Five Cool and Useful Techniques for iMovie '09 and iDVD
- Tip 1: Add Any Location to a Travel Map
- Tip 2: Learn the Best Keyboard Shortcuts
- Tip 3: Change Clip Speed
- Tip 4: Use Smart Titles, Maps, and Photos
- Tip 5: Mark Chapters and Send to iDVD
iMovie '09 is a huge update to Apple's consumer video-editing softwareone of those releases where the flagship new features, such as image stabilization or the Precision Editor, really represent just the top crust of what's been baked in. In the process of updating my book iMovie '09 and iDVD for Mac OS X: Visual QuickStart Guide, I found myself slicing-and-dicing the new edition to make room for all of the new material.
The situation with iDVD is oddly the reverse; Apple pretty much left the DVD-creation program alone this time around (with one important exception, as I point out in this article). You can now export a movie directly from iMovie to iDVD, a feature that went absent in iMovie '08, but everything else is the same.
For that reason, and to keep the physical size (and price) of my book reasonable, I decided to pull out the iDVD section and offer it as a free download to anyone who wants it.

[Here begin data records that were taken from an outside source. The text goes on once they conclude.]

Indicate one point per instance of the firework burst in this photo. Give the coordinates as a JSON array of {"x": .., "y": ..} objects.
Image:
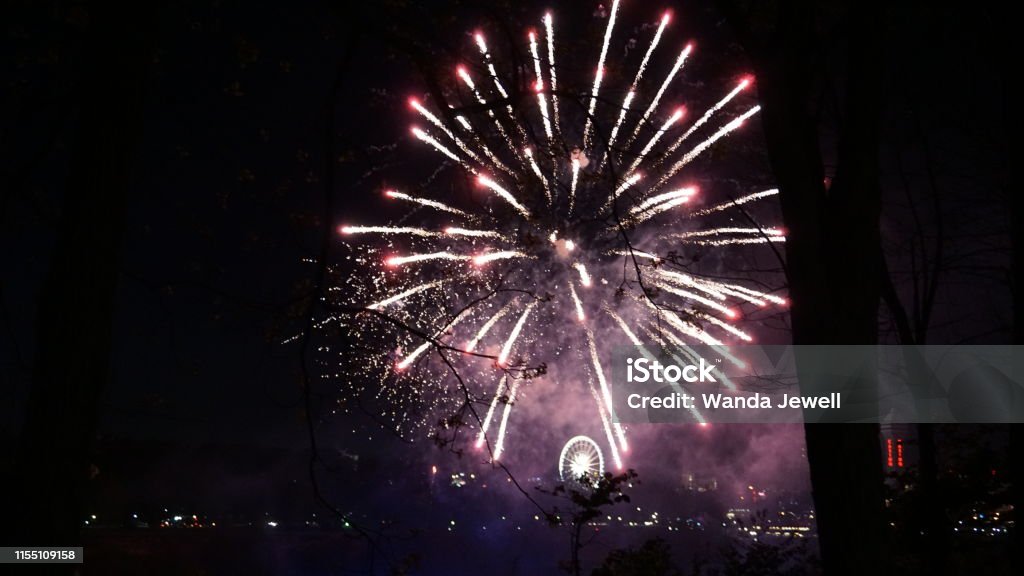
[{"x": 571, "y": 237}]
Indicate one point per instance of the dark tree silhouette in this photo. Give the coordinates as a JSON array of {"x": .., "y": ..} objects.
[
  {"x": 77, "y": 299},
  {"x": 833, "y": 245}
]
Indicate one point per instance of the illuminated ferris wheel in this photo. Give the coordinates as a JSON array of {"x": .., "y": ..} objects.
[{"x": 581, "y": 457}]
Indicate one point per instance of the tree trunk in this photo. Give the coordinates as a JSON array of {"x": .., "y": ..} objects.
[
  {"x": 76, "y": 302},
  {"x": 833, "y": 242}
]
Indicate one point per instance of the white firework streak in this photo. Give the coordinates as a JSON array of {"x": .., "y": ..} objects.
[
  {"x": 474, "y": 233},
  {"x": 685, "y": 280},
  {"x": 636, "y": 253},
  {"x": 542, "y": 100},
  {"x": 466, "y": 125},
  {"x": 549, "y": 28},
  {"x": 696, "y": 297},
  {"x": 471, "y": 345},
  {"x": 507, "y": 348},
  {"x": 660, "y": 91},
  {"x": 679, "y": 362},
  {"x": 724, "y": 325},
  {"x": 581, "y": 316},
  {"x": 576, "y": 178},
  {"x": 660, "y": 198},
  {"x": 487, "y": 257},
  {"x": 745, "y": 236},
  {"x": 685, "y": 351},
  {"x": 494, "y": 236},
  {"x": 409, "y": 360},
  {"x": 689, "y": 156},
  {"x": 599, "y": 74},
  {"x": 482, "y": 45},
  {"x": 634, "y": 178},
  {"x": 482, "y": 437},
  {"x": 653, "y": 139},
  {"x": 500, "y": 445},
  {"x": 425, "y": 202},
  {"x": 605, "y": 392},
  {"x": 386, "y": 231},
  {"x": 606, "y": 424},
  {"x": 664, "y": 207},
  {"x": 437, "y": 122},
  {"x": 671, "y": 200},
  {"x": 537, "y": 170},
  {"x": 468, "y": 80},
  {"x": 737, "y": 202},
  {"x": 764, "y": 295},
  {"x": 506, "y": 195},
  {"x": 414, "y": 258},
  {"x": 614, "y": 128},
  {"x": 737, "y": 241},
  {"x": 721, "y": 231},
  {"x": 632, "y": 92},
  {"x": 404, "y": 294},
  {"x": 687, "y": 328},
  {"x": 584, "y": 275},
  {"x": 707, "y": 116},
  {"x": 441, "y": 148}
]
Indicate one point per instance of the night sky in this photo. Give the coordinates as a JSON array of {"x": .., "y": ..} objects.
[{"x": 204, "y": 409}]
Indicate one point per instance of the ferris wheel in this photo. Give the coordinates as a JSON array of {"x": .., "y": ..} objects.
[{"x": 581, "y": 457}]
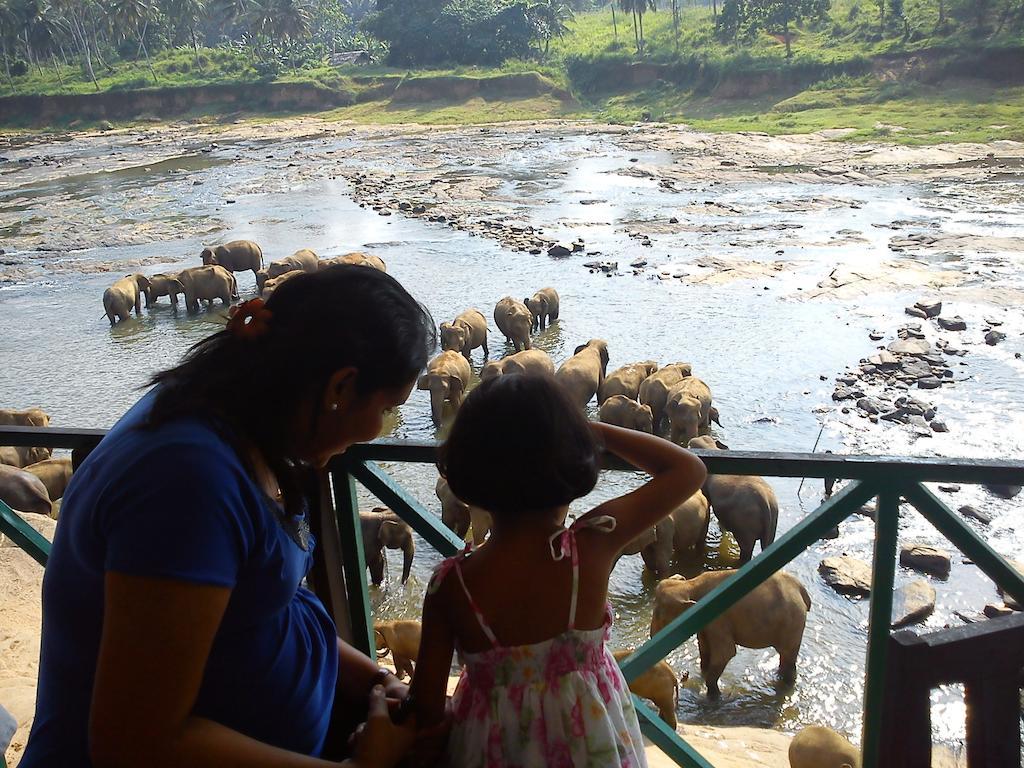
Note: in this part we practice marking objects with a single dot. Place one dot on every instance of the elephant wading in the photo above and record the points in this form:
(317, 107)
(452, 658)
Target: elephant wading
(658, 684)
(448, 378)
(124, 295)
(302, 260)
(207, 284)
(744, 505)
(688, 409)
(622, 412)
(514, 320)
(627, 380)
(532, 361)
(382, 529)
(654, 389)
(466, 333)
(543, 305)
(401, 638)
(583, 374)
(237, 256)
(773, 614)
(23, 491)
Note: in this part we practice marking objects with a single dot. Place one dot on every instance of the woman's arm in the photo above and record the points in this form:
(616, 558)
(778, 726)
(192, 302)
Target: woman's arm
(434, 663)
(676, 475)
(156, 640)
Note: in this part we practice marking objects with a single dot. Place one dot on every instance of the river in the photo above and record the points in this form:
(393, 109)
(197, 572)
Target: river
(737, 285)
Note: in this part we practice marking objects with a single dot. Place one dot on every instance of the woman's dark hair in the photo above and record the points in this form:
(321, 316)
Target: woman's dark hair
(341, 316)
(519, 444)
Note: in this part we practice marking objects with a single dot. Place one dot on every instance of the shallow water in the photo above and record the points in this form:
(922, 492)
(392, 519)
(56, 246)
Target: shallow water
(761, 347)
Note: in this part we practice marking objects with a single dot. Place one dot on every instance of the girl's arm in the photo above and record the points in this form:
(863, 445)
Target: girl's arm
(429, 686)
(156, 640)
(676, 475)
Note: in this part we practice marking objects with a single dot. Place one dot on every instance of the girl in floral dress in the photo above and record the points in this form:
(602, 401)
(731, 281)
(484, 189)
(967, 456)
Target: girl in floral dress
(527, 611)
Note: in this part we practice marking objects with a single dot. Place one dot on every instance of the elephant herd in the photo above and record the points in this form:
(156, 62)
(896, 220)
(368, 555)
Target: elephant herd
(215, 279)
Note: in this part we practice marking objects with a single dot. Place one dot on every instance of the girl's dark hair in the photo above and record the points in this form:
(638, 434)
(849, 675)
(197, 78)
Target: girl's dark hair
(250, 388)
(519, 444)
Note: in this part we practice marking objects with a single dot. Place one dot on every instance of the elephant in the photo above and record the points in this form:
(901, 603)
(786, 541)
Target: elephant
(302, 260)
(654, 389)
(658, 684)
(744, 505)
(515, 321)
(207, 284)
(773, 614)
(23, 491)
(466, 333)
(55, 474)
(382, 529)
(817, 747)
(583, 374)
(627, 380)
(543, 305)
(532, 361)
(688, 409)
(401, 638)
(33, 417)
(23, 456)
(355, 257)
(622, 412)
(448, 378)
(163, 285)
(237, 256)
(274, 283)
(123, 295)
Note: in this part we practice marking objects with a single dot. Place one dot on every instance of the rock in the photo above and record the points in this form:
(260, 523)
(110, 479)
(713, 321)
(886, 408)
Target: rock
(912, 603)
(952, 324)
(1004, 492)
(926, 559)
(968, 511)
(910, 346)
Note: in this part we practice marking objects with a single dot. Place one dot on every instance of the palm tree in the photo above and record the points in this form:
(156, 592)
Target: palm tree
(133, 14)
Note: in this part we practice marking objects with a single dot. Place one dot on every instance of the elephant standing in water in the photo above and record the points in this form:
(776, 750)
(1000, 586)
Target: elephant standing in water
(382, 529)
(237, 256)
(125, 294)
(515, 321)
(744, 505)
(448, 379)
(544, 306)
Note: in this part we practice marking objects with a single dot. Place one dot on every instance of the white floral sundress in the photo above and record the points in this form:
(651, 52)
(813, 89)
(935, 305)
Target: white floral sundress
(558, 704)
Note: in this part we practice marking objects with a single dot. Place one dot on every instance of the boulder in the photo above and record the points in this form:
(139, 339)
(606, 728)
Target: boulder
(926, 559)
(847, 574)
(952, 324)
(912, 603)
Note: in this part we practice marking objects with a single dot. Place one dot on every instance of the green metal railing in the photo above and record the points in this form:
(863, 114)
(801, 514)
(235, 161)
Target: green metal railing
(888, 479)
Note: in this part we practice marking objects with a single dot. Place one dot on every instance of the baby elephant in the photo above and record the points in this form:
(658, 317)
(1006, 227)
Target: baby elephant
(772, 615)
(382, 529)
(544, 306)
(817, 747)
(402, 639)
(24, 492)
(620, 411)
(659, 685)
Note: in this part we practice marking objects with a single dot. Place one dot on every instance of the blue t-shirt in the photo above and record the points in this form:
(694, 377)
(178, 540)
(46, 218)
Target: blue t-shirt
(176, 503)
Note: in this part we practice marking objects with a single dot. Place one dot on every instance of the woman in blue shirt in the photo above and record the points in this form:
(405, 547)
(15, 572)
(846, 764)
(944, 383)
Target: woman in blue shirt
(175, 628)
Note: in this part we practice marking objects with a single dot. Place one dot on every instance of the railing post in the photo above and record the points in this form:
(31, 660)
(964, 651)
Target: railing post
(880, 622)
(354, 562)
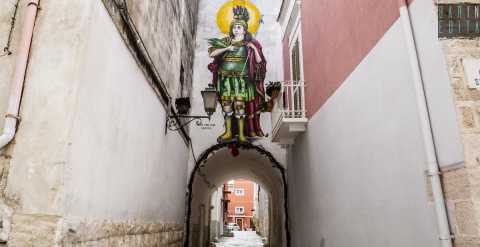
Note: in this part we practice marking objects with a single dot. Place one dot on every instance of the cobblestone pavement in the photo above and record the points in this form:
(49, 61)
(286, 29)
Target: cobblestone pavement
(241, 239)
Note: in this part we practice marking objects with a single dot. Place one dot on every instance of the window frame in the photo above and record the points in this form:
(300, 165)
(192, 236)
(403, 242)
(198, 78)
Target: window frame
(242, 211)
(296, 35)
(240, 189)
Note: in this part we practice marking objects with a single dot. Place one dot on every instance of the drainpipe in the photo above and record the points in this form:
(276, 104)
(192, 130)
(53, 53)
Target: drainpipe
(11, 116)
(432, 164)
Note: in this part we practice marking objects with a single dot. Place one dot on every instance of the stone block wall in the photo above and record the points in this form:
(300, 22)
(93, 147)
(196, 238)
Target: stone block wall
(462, 186)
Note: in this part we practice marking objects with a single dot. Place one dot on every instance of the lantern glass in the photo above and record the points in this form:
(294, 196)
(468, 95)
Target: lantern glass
(209, 96)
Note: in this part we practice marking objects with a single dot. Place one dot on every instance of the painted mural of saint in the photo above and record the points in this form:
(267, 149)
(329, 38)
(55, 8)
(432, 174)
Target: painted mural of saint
(239, 69)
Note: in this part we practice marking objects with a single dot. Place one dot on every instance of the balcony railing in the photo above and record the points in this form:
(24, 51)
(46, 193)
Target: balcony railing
(289, 116)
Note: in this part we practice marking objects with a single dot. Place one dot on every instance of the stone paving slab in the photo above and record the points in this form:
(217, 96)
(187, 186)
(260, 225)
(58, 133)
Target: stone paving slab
(241, 239)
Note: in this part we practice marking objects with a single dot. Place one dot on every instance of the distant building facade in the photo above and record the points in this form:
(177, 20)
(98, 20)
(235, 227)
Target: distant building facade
(240, 203)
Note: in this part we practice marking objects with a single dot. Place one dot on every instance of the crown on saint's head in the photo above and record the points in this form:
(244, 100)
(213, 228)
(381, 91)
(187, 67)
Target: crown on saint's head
(240, 16)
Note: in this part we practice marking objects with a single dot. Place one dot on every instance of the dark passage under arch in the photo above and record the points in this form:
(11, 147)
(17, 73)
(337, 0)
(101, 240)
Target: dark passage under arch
(208, 154)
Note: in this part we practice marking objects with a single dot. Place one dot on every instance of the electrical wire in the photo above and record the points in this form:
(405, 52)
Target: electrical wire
(6, 49)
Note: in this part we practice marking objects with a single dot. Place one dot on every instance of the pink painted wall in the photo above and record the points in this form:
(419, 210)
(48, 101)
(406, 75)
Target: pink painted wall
(337, 35)
(286, 60)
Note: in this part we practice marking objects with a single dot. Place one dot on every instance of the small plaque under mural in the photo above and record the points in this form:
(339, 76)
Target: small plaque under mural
(459, 20)
(471, 68)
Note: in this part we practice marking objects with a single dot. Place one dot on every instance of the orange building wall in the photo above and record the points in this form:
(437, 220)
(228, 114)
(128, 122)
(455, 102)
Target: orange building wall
(245, 201)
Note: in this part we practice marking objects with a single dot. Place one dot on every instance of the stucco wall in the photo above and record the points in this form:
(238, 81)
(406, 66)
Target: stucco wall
(91, 151)
(357, 175)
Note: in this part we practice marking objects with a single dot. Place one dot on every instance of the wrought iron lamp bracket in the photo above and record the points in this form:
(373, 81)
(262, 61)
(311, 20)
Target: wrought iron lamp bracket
(175, 123)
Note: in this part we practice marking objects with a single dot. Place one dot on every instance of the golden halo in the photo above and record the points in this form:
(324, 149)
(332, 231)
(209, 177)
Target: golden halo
(225, 15)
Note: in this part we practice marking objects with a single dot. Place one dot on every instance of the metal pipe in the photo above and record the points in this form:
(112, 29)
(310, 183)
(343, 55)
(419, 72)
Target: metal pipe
(429, 144)
(11, 116)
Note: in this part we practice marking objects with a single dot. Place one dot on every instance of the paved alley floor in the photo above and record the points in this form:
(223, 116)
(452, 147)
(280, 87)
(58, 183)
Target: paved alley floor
(241, 239)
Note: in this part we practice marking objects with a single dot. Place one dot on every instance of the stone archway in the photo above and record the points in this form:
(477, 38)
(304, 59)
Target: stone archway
(217, 165)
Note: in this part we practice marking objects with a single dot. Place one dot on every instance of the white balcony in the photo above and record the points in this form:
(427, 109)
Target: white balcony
(288, 115)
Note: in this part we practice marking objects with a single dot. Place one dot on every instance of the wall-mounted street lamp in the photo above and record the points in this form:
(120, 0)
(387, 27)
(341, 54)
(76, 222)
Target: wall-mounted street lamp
(181, 119)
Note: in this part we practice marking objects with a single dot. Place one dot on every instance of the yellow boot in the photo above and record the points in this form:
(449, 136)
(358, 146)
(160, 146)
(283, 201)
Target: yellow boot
(241, 130)
(227, 135)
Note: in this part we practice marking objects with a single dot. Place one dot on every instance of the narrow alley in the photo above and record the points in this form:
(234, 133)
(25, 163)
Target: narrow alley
(240, 123)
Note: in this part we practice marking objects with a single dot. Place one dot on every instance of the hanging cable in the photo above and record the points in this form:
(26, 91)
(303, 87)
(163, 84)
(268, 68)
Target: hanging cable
(6, 49)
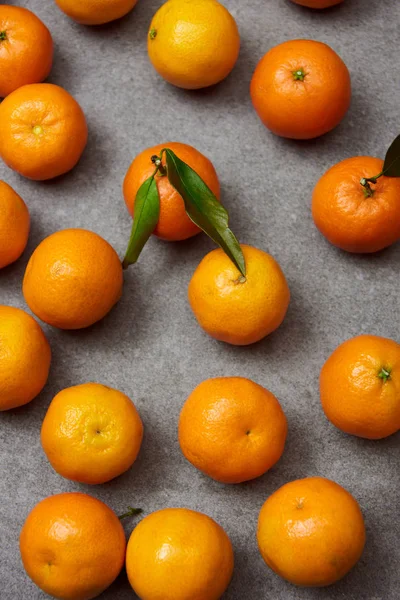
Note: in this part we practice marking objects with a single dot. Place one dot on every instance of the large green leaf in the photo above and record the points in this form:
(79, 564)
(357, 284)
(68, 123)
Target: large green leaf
(146, 215)
(203, 208)
(391, 167)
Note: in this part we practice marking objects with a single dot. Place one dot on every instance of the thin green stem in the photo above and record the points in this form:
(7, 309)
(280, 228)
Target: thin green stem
(366, 181)
(132, 512)
(157, 161)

Click the Downloads tab on Peachpit's book page, or just click here, to open the PDF of the iDVD section of the book. Then save your own free copymore than 70 pages!
For this article, I've chosen five tips that are easy to overlook, but that can greatly improve your video-editing and DVD-creation experience.
Tip 1: Add Any Location to a Travel Map
One of the flashy new features in iMovie '09 is the capability to create travel maps. Specify two locations, such as cities, and iMovie creates an animated map that draws a red line between the two. iMovie includes a database of 4,000 locations (cities, airports, and many landmarks), which sounds like a lot but doesn't cover the globe.
However, if you know the latitude and longitude of a location, iMovie can place it on one of its maps. Since you probably don't have that information easily at hand (heck, I still get lost in my hometown), do this:
- Go to Get Lat Lon, a website that looks up coordinates for you.
- Enter a place name, such as Elko NV, and click the Zoom to Place button. The specified place appears on the map, with the latitude and longitude coordinates listed below it (in this case, 40.83538, -115.767178). Select those coordinates on the screen, and copy them by choosing Edit > Copy.
- In iMovie, add a map to your project (drag one from the Maps and Backgrounds browser to the Project browser). iMovie's inspector (a floating window) appears, with San Francisco as the Start Location.
- Click a location button to flip the inspector and reveal the Choose Location window.
- Paste the copied coordinates (Edit > Paste) into the field at the top. In the field at the bottom of the window, enter a name for the location (see Figure 1). You can change the name here for any location, even those that are in iMovie's database.
- Click OK.
- To complete the journey, you can then specify another location. To preview the effect, press the slash (/) key to play just that clip (see Figure 2).
Figure 1 You can add a precise location to the maps in your movies.
Figure 2 Mark more than one location to create an animated line that connects the two locations.